Figure 2. Secondary structure of the CP variants (A) CP36 and (B) CP102, evaluated according to the parameter Δδ_Cα−Δδ_Cβ.

The chemical shift values for ¹³C_α and ¹³C_β of CP36 and CP102 were obtained, and Δδ_Cα and Δδ_Cβ were calculated from the differences between the experimental values and random coil values. The value of Δδ_Cα−Δδ_Cβ for each residue represents the average of three consecutive residues, centered at the particular residue. The Δδ_Cα−Δδ_Cβ value derived from native NpuInt C1G (indicated by closed circles) is overlaid onto the CP results for comparison. The corresponding secondary structure of C1G is depicted at the top. The difference (ΔΔδ) in (Δδ_Cα−Δδ_Cβ) between each CP variant and C1G was calculated and is indicated at the bottom of the figure.

Figure 3. Tertiary structural comparison between CP variants and native NpuInt.

(A) Superimposition of the ¹H, ¹⁵N-HSQC spectra of native NpuInt C1G (blue) and CP36 (red). The spectra were taken at 25°C and 600 MHz. The residues with significant shifts are indicated. (B) Variation in the composite backbone NH and ¹⁵N chemical shift perturbation (Δδ_N+NH) obtained from the spectra of CP36 and C1G (upper panel) and CP102 and C1G (lower panel), where Δδ_N+NH = [(Δδ_NH ²+Δδ_N ²/25)/2]^1/2. Δδ_NH and Δδ_N were calculated from the differences for backbone NH and ¹⁵N, respectively. Spatial distribution of residues with significant Δδ_N+NH are mapped onto the NpuInt structure (PDB code: 2KEQ) , as indicated in different colors for (C) CP36 and (D) CP102. Dotted circles indicate the locations of the N- and C-terminal ends, and closed circles indicate the introduced CP sites.

Figure 4. Superposition of the ¹H-¹⁵N HSQC of NpuInt SP and the corresponding CP variant showing the overall correspondence between two spectra.

(A) NpuInt CP36 (blue) and NpuInt SP36 (red). (B) NpuInt CP102 (blue) and NpuInt SP102 (red).

Figure 5. Thermal stability of intein variants monitored by CD ellipticity at 224 nm.

(A) Far-UV CD spectra of NpuInt variants at 25°C. (B) The two-state thermal denaturation profiles of NpuInt variants. (C) Temperature dependence of the denaturation thermodynamics using van’t Hoff analysis.

Figure 6. In vitro protein trans-splicing (PTS) assay.

Time course of the protein ligation of GB1 and GB1 by (A) the naturally occurring split intein SP102 and (B) the engineered split intein SP36. (C) PTS kinetic analysis of the ligated product of GB1 duplication from SDS-PAGE after reaction using SP102 (blue line), SP36 (red line) and SP12 (green line). The schematic plot of the PTS reactions is depicted at the side.

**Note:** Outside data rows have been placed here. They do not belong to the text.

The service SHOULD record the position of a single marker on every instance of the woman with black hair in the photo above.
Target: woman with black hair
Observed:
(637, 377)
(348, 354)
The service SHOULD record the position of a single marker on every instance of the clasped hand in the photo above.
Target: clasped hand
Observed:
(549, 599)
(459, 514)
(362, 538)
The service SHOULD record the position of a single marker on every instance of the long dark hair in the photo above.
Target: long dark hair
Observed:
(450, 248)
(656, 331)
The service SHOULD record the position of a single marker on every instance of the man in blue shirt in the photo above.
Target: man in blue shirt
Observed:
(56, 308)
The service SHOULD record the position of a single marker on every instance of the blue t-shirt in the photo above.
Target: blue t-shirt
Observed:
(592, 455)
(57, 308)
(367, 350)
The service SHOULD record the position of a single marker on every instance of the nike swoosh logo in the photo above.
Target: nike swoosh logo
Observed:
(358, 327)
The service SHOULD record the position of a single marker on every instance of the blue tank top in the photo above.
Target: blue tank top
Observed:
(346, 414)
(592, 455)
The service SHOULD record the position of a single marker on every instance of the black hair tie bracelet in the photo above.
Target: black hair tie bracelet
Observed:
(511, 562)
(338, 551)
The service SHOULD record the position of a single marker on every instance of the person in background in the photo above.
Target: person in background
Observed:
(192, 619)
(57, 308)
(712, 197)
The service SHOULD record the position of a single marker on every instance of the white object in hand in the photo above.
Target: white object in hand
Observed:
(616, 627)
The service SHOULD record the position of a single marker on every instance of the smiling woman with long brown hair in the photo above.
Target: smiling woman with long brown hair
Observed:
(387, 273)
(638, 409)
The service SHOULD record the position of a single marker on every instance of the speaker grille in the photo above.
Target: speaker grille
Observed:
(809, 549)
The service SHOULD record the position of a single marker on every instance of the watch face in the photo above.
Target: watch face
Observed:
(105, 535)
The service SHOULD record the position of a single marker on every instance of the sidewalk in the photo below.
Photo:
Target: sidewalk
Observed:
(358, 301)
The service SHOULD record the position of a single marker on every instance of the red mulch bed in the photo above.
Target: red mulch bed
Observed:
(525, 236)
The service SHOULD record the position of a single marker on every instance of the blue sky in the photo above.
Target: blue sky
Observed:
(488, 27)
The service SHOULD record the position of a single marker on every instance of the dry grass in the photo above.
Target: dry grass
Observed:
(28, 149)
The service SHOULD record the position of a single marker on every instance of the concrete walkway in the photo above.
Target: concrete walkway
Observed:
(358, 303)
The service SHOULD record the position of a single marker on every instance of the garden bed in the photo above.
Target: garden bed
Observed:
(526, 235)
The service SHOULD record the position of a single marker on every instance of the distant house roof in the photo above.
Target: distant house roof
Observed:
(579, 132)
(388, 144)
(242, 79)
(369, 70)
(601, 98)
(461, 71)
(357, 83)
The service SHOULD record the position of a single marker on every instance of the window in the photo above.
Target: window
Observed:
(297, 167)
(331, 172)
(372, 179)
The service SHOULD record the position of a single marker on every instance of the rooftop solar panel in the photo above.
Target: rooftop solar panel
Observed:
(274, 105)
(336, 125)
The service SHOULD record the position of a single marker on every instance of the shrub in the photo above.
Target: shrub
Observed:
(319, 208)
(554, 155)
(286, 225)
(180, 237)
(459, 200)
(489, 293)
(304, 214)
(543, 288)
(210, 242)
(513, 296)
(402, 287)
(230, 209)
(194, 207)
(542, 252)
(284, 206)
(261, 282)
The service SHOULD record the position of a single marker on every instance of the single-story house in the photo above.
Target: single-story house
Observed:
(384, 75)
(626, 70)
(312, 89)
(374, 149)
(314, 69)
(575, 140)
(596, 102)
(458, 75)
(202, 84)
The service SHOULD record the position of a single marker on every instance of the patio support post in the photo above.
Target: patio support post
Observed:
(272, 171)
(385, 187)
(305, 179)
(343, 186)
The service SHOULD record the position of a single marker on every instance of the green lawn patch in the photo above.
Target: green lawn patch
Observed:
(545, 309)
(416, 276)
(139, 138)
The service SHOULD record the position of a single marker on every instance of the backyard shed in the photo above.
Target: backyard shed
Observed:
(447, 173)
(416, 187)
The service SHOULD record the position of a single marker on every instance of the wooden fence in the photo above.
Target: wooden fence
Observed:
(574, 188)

Figure 7. ITC measurement representing the desired specificity of the following combinations of the N- and C-termini of inteins: SP102^N/SP102^C, SP36^N/SP36^C, SP102^N/SP36^C and SP36^N/SP102^C (from left to right).

Figure 8. Predicted CPred profiles of different split-protein systems: (A) green fluorescence protein (GFP), (B) β-lactamase, (C) dihydrofolate reductase (DHFR), (D) ubiquitin, (E) firefly luciferase and (F) ribonuclease A (RNase A).

The locations of reported split sites are indicated by red triangles.